A portaria prevê a lista dos produtos recomendados para consumo, o que é uma novidade em relação ao dia-a-dia das cantinas escolares, e define também sanções para quem descumprir as recomendações.

Está programada também uma abordagem interdisciplinar das questões nutricionais. Professores de Educação Física e Ciências, principalmente, farão do assunto temas freqüentes de suas aulas, debatendo teor calórico dos alimentos, valor nutricional de cada alimento e produtos a serem evitados para evitar obesidade, diabetes infantil e outros desvios de nutrição.

Principais resultados da pesquisa
A mesma pesquisa aferiu informações interessantes para a gestão das cantinas - que por lei são administradas diretamente pelas Associações de Pais e Mestres, ou indiretamente por terceiros escolhidos pelas Associações de Pais e Mestres por meio de licitação.

Segundo a pesquisa, 72% dos consultados consideram que a qualidade dos produtos comercializados pelas cantinas são satisfatórios (os outros 28% consideram que os produtos podem melhorar, especialmente com relação à oferta de frituras, que deveriam ser substituídas por assados, e refrigerantes, que deveriam ser substituídos por bebidas não-industrializadas).

Dos consultados, 95% consideram que as cantinas têm bom nível de higiene e limpeza (as cantinas consideradas insatisfatórias por 5% serão fiscalizadas e terão que se adequar às normas de higiene e limpeza).

Mais de 90% dos entrevistados aprovaram os procedimentos de armazenamento e manipulação dos alimentos fornecidos pelas cantinas (as cantinas reprovadas por 10% dos entrevistados também serão fiscalizados e orientados pelo órgão competente da Secretaria de Estado da Educação).

O atendimento, considerado satisfatório por 89,5% dos entrevistados, também será alvo de fiscalização e orientação no caso dos 10,5% das cantinas que não foram aprovadas.

Quanto ao espaço físico, considerado o quesito mais crítico, 30% das cantinas deverão ter suas instalações adequadas de acordo com padrões definidos pelo Departamento de Suprimentos Escolas.

Cantinas
Das 2.825 escolas que participaram da pesquisa, 40,67% não têm cantina, porque os pais e professores das Associações de Pais e Mestres consideraram que não há necessidade delas, em razão da adequação da merenda escolar. Em outras 841 escolas, a cantina é administrada diretamente pela Associação de Pais e Mestres e em 835 escolas o atendimento da cantina é terceirizado.

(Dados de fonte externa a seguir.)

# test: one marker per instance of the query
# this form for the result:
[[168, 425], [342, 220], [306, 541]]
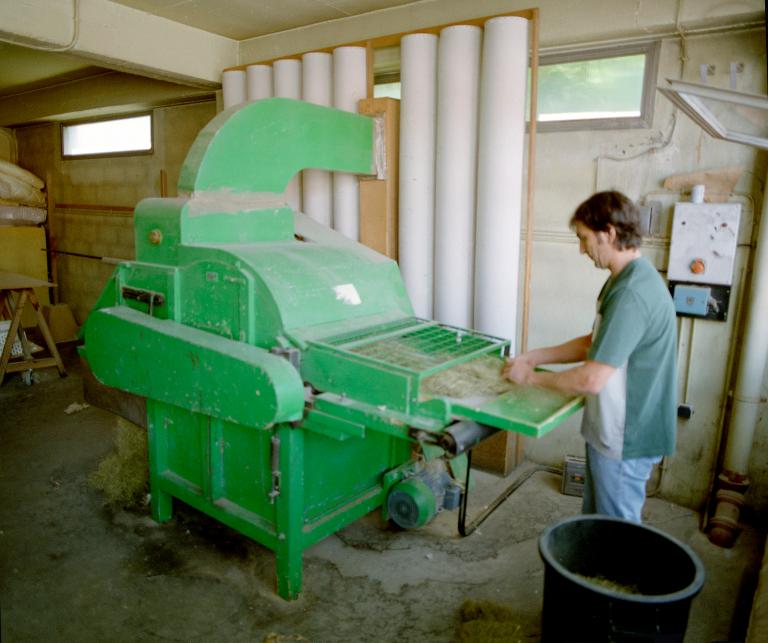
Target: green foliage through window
[[588, 89]]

O Departamento de Suprimento Escolar da Secretaria de Estado da Educação promove com base nas discussões realizadas pelo Conselho de Segurança Alimentar, estudos de adequação da merenda às necessidades nutricionais dos alunos da rede pública.

Crédito: Governo do Estado de São Paulo, 29 de março de 2005

Nota do Editor: Excelente notícia, que deve acompanhar-se de outras ações na área educativa visando a família.